Dynamics of the Identity

The identity transform describes an object relative to itself. The dynamics of such a transform is null:

A = (0,\mathrm{id},1)
v = 0
a = 0
\omega = 0
\alpha = 0 .

Note that v and a are null vectors, while \omega and \alpha are zero matrices (the zero matrix is skew-symmetric).

The interpretation of this is that an object is always at rest relative to itself, regardless of its dynamics relative to other objects/the world.

Local and Global Dynamics

We now have enough machinery to convert between local and global descriptions of an object’s dynamics.

For each object we can describe its velocities and accelerations either locally (relative to the parent) or globally (relative to the world). For objects that are parented to the world these notions coincide, but in general they do not.

A hierarchy of objects related by transforms. Each object has exactly one parent.

A hierarchy of objects related by transforms. Each object has exactly one parent.

Let an object have transform A_1 relative to its parent, and the parent have transform A_2 relative to the world.

Converting Local Dynamics To Global Dynamics

The composition A_3=A_2\circ A_1 describes the object relative to the world. Given its local dynamics, and the global dynamics of the parent, the object’s global dynamics is given by the dynamics of the composition, given above.

In the case where there are many levels in the hierarchy between the root and the object, each node’s global dynamics depends on the global dynamics of its parent. This approach can be applied recursively, in exactly the same way that a transform hierarchy usually operates. In iterative terms this means starting at the root and walking through the tree towards the object, computing the global transform (and dynamics) of each node in sequence.

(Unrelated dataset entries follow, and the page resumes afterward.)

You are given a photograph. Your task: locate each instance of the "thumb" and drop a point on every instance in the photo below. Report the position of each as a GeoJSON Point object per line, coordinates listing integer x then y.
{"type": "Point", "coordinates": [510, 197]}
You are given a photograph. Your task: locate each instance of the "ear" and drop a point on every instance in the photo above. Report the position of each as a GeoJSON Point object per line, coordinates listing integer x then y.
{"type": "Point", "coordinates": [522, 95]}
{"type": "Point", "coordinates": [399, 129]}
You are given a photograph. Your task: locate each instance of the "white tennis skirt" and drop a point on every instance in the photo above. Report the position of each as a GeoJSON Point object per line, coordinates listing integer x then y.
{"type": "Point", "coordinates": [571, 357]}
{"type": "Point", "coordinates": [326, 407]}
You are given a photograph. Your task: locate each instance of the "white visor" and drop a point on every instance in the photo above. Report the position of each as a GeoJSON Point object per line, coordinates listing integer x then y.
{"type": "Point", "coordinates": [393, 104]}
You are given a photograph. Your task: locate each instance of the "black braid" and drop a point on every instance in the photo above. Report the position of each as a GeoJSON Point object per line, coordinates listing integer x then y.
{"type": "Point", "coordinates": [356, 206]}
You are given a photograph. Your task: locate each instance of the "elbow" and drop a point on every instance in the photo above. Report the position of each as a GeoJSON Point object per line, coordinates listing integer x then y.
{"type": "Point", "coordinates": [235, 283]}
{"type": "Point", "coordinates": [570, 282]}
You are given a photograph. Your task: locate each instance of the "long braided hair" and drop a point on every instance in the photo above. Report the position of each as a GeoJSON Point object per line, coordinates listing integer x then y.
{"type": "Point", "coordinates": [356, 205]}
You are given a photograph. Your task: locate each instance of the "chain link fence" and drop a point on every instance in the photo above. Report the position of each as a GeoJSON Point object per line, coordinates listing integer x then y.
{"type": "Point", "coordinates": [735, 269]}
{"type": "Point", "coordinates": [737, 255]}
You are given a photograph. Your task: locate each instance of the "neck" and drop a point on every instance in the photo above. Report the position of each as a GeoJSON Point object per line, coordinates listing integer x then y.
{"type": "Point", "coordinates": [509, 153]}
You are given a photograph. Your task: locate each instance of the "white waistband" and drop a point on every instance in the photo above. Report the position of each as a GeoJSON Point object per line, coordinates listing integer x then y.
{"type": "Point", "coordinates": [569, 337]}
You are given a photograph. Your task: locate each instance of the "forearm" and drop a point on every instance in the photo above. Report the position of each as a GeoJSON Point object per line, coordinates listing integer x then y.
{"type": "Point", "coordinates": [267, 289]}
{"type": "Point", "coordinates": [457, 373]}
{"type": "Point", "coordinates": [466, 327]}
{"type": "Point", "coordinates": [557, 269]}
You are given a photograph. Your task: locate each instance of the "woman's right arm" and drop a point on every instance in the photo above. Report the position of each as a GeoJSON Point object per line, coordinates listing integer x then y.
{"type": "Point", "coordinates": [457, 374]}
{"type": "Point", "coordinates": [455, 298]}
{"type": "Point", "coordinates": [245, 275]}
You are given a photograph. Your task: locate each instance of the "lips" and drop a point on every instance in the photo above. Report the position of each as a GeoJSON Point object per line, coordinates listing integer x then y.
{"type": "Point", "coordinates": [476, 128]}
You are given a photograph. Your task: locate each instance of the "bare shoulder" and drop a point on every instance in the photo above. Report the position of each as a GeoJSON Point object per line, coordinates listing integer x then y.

Converting Global Dynamics To Local Dynamics

If we are given the dynamics of A_3 (the global dynamics of the object), and want to find the dynamics of A_1 (the local dynamics of the object), we can express A_1 in terms of A_2 and A_3 via

A_1 = A_2^{-1}\circ A_3.

The dynamics of A_1 is then given by combining the dynamics of the inverse of A_2 with the dynamics of the composition with A_3:

A_1 = A_2^{-1}\circ A_3
v_1 = J_2^{-1}( v_3-v_2-\omega_2(T_3-T_2) )
a_1 = J_2^{-1}( a_3-a_2-(\alpha_2-(\omega_2)^2)(T_3-T_2) - 2\omega_2(v_3-v_2) )
\omega_1 =  R_2^{\mathrm T}( \omega_3-\omega_2 ) R_2
\alpha_1 = R_2^{\mathrm T}( \alpha_3-\alpha_2 + [\omega_3,\omega_2] ) R_2.

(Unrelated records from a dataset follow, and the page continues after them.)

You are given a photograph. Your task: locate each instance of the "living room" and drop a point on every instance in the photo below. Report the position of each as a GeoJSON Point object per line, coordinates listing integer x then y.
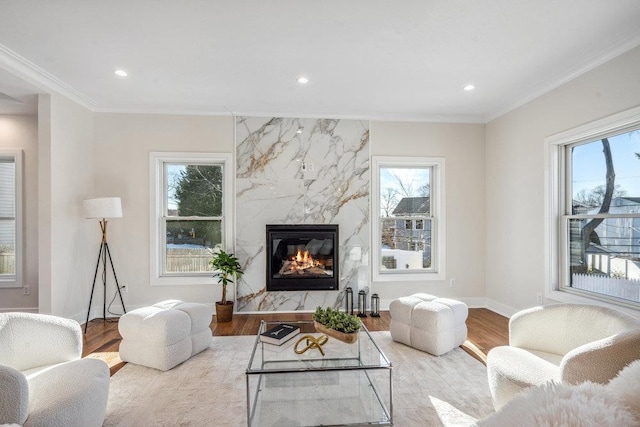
{"type": "Point", "coordinates": [498, 253]}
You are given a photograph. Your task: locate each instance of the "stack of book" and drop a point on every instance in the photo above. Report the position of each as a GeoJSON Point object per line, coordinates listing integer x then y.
{"type": "Point", "coordinates": [279, 334]}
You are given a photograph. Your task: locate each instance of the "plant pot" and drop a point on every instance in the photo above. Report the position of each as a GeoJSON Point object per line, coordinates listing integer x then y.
{"type": "Point", "coordinates": [341, 336]}
{"type": "Point", "coordinates": [224, 312]}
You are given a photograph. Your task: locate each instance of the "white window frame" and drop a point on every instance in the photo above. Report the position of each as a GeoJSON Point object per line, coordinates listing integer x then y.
{"type": "Point", "coordinates": [556, 176]}
{"type": "Point", "coordinates": [157, 198]}
{"type": "Point", "coordinates": [15, 280]}
{"type": "Point", "coordinates": [437, 214]}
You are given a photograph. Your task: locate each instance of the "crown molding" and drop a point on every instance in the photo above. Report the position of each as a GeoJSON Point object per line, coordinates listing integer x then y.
{"type": "Point", "coordinates": [598, 60]}
{"type": "Point", "coordinates": [224, 111]}
{"type": "Point", "coordinates": [41, 79]}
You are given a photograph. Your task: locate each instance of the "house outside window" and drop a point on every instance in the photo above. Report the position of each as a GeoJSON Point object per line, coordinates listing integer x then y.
{"type": "Point", "coordinates": [10, 218]}
{"type": "Point", "coordinates": [409, 228]}
{"type": "Point", "coordinates": [190, 215]}
{"type": "Point", "coordinates": [597, 197]}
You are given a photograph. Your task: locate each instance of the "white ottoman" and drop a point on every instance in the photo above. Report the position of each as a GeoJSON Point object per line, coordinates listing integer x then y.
{"type": "Point", "coordinates": [165, 334]}
{"type": "Point", "coordinates": [428, 323]}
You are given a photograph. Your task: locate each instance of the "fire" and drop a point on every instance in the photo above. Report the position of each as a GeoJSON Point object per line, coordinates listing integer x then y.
{"type": "Point", "coordinates": [303, 263]}
{"type": "Point", "coordinates": [303, 260]}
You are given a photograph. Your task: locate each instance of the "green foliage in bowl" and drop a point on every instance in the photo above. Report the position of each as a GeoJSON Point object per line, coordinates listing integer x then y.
{"type": "Point", "coordinates": [336, 319]}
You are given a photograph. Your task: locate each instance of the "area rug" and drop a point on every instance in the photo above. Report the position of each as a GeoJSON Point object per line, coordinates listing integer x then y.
{"type": "Point", "coordinates": [210, 388]}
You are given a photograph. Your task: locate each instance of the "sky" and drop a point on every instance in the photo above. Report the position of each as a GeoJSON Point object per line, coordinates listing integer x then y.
{"type": "Point", "coordinates": [589, 167]}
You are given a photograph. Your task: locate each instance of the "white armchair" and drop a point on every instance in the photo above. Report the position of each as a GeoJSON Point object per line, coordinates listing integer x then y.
{"type": "Point", "coordinates": [43, 380]}
{"type": "Point", "coordinates": [565, 343]}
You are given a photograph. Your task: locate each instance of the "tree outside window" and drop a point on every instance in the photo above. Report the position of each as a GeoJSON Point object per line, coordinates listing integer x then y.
{"type": "Point", "coordinates": [405, 208]}
{"type": "Point", "coordinates": [602, 215]}
{"type": "Point", "coordinates": [189, 215]}
{"type": "Point", "coordinates": [194, 216]}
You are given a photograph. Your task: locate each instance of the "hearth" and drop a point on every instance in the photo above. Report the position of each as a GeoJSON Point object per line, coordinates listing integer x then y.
{"type": "Point", "coordinates": [302, 257]}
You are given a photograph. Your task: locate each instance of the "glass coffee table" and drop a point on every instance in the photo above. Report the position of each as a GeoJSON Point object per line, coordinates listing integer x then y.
{"type": "Point", "coordinates": [350, 386]}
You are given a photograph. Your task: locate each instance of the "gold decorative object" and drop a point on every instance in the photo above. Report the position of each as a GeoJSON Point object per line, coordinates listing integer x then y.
{"type": "Point", "coordinates": [347, 338]}
{"type": "Point", "coordinates": [311, 342]}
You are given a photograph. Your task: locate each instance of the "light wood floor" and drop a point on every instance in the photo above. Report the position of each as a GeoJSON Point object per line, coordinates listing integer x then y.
{"type": "Point", "coordinates": [486, 330]}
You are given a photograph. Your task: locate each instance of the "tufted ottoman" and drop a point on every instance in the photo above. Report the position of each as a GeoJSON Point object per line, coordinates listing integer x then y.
{"type": "Point", "coordinates": [165, 334]}
{"type": "Point", "coordinates": [428, 323]}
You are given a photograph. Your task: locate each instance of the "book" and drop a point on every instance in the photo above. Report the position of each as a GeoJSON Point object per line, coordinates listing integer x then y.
{"type": "Point", "coordinates": [279, 334]}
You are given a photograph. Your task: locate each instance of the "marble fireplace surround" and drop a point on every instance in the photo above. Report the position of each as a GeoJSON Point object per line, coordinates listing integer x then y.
{"type": "Point", "coordinates": [301, 171]}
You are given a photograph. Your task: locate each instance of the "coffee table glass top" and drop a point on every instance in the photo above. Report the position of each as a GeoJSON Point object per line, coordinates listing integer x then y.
{"type": "Point", "coordinates": [364, 353]}
{"type": "Point", "coordinates": [351, 385]}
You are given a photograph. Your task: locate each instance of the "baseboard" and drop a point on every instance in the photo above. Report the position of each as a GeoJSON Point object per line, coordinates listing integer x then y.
{"type": "Point", "coordinates": [21, 309]}
{"type": "Point", "coordinates": [500, 308]}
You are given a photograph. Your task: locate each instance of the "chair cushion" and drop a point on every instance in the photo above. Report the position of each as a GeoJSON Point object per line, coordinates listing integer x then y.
{"type": "Point", "coordinates": [70, 394]}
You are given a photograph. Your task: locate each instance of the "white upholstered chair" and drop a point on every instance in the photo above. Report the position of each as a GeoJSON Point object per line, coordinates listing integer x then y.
{"type": "Point", "coordinates": [43, 380]}
{"type": "Point", "coordinates": [565, 343]}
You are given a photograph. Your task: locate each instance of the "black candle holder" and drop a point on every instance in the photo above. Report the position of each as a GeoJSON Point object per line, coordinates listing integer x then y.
{"type": "Point", "coordinates": [349, 300]}
{"type": "Point", "coordinates": [375, 306]}
{"type": "Point", "coordinates": [362, 304]}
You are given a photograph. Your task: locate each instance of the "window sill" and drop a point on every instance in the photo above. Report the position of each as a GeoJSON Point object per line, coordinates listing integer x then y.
{"type": "Point", "coordinates": [575, 298]}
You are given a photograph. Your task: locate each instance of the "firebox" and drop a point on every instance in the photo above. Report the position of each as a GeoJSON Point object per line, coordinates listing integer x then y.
{"type": "Point", "coordinates": [302, 257]}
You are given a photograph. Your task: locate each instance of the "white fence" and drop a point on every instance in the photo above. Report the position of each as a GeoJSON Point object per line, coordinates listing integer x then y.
{"type": "Point", "coordinates": [7, 263]}
{"type": "Point", "coordinates": [628, 289]}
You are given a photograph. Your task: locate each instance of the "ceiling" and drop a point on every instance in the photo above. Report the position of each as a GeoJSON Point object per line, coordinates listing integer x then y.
{"type": "Point", "coordinates": [376, 59]}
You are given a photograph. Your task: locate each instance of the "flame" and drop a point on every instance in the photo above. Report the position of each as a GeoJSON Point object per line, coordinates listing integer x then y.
{"type": "Point", "coordinates": [303, 257]}
{"type": "Point", "coordinates": [303, 260]}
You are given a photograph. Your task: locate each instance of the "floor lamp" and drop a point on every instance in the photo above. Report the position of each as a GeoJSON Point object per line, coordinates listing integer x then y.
{"type": "Point", "coordinates": [103, 208]}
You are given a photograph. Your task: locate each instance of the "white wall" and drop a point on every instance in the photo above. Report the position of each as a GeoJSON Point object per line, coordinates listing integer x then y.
{"type": "Point", "coordinates": [67, 245]}
{"type": "Point", "coordinates": [121, 168]}
{"type": "Point", "coordinates": [462, 146]}
{"type": "Point", "coordinates": [21, 132]}
{"type": "Point", "coordinates": [515, 175]}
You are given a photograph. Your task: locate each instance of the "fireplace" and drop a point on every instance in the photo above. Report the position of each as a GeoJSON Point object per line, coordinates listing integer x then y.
{"type": "Point", "coordinates": [302, 257]}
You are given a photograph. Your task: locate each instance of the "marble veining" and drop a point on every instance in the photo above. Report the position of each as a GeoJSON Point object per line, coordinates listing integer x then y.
{"type": "Point", "coordinates": [301, 171]}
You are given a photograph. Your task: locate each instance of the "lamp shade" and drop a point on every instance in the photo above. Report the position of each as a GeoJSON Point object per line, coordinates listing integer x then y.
{"type": "Point", "coordinates": [102, 207]}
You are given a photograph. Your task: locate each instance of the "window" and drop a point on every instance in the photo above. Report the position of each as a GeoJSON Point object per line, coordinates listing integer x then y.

The velocity and acceleration can also be written as

v_1 = J_2^{-1}( v_3-v_2-\omega_2J_2T_1 )
a_1 = J_2^{-1}( a_3-a_2-(\alpha_2+(\omega_2)^2)J_2T_1 - 2\omega_2J_2v_1 ).

Local and Global Deltas

There are occasions when it is necessary to make instantaneous modifications to the velocity and acceleration of an object. A relevant example is modifying an object’s velocity in response to a collision. We can use the above results to convert the changes in velocities and accelerations between local and global forms.

As before, A_1 is the child to parent transform, A_2 is the parent to world transform, and A_3=A_2\circ A_1 is the child to world transform. These transforms are assumed to be unchanged by the interaction, and the velocity/accel is modified instantaneously, meaning no time elapses between the old and new velocities/accelerations.

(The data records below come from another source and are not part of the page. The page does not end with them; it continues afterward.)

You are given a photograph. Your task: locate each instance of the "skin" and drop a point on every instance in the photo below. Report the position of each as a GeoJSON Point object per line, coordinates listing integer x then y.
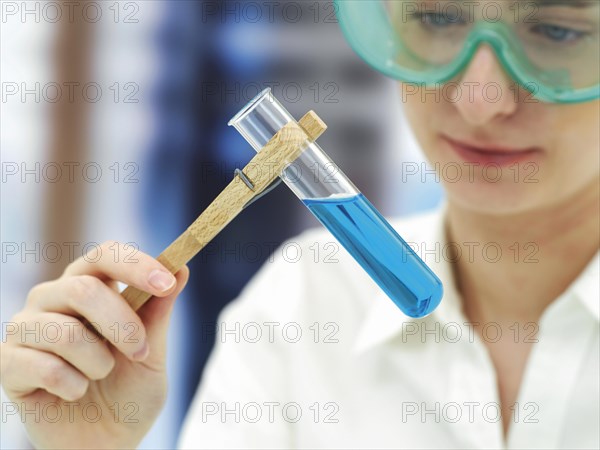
{"type": "Point", "coordinates": [87, 371]}
{"type": "Point", "coordinates": [558, 215]}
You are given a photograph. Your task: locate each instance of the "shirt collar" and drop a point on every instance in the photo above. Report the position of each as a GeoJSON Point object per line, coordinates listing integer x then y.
{"type": "Point", "coordinates": [384, 320]}
{"type": "Point", "coordinates": [587, 287]}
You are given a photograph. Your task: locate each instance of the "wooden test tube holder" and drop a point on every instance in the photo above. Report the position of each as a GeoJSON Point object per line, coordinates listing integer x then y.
{"type": "Point", "coordinates": [266, 166]}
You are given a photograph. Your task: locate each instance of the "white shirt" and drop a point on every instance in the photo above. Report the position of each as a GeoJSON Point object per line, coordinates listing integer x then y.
{"type": "Point", "coordinates": [376, 378]}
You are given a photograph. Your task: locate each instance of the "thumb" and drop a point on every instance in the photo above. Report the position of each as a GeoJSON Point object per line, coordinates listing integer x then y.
{"type": "Point", "coordinates": [156, 315]}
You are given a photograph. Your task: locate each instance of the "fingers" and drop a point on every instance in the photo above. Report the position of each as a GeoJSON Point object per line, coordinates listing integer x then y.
{"type": "Point", "coordinates": [44, 370]}
{"type": "Point", "coordinates": [68, 338]}
{"type": "Point", "coordinates": [121, 262]}
{"type": "Point", "coordinates": [88, 297]}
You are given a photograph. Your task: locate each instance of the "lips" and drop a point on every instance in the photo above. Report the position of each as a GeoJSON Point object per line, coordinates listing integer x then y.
{"type": "Point", "coordinates": [491, 154]}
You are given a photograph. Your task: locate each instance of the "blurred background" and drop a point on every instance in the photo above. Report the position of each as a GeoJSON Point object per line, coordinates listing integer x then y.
{"type": "Point", "coordinates": [114, 126]}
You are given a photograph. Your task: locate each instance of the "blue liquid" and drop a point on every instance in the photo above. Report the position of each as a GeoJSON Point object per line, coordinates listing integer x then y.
{"type": "Point", "coordinates": [386, 257]}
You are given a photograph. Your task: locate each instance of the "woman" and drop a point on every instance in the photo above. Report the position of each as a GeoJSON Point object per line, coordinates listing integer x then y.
{"type": "Point", "coordinates": [502, 97]}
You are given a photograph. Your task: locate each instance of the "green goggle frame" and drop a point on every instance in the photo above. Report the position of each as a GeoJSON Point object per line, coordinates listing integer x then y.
{"type": "Point", "coordinates": [366, 26]}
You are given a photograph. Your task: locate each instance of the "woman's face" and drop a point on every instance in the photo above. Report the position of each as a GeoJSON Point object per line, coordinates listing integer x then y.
{"type": "Point", "coordinates": [502, 151]}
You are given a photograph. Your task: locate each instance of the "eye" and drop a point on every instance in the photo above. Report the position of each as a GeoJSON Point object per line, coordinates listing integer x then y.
{"type": "Point", "coordinates": [557, 33]}
{"type": "Point", "coordinates": [438, 20]}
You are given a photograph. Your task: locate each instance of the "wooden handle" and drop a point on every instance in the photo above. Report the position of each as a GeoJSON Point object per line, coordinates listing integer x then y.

Global change in child due to local change in child

\Delta v_3 = J_2\Delta v_1
\Delta a_3 = J_2\Delta a_1 + 2\omega_2\Delta v_3
\Delta\omega_3 = R_2 \Delta\omega_1 R_2^{\mathrm T}
\Delta\alpha_3 = R_2 \Delta\alpha_1 R_2^{\mathrm T} + [\omega_2,\Delta\omega_3]

Local change in child required to produce the given global change in child

This is just the inverse of the above.

\Delta v_1 = J_2^{-1}\Delta v_3
\Delta a_1 = J_2^{-1}( \Delta a_3 - 2\omega_2\Delta v_3 )
\Delta\omega_1 =  R_2^{\mathrm T} \Delta\omega_3 R_2
\Delta\alpha_1 = R_2^{\mathrm T}( \Delta\alpha_3 + [\Delta\omega_3,\omega_2] ) R_2

Global change in child due to global change in parent

A child’s global dynamics depends on both its local dynamics and its parent’s global dynamics. If the child is locally unmodified but the parent is globally modified then the child’s global dynamics changes according to the following.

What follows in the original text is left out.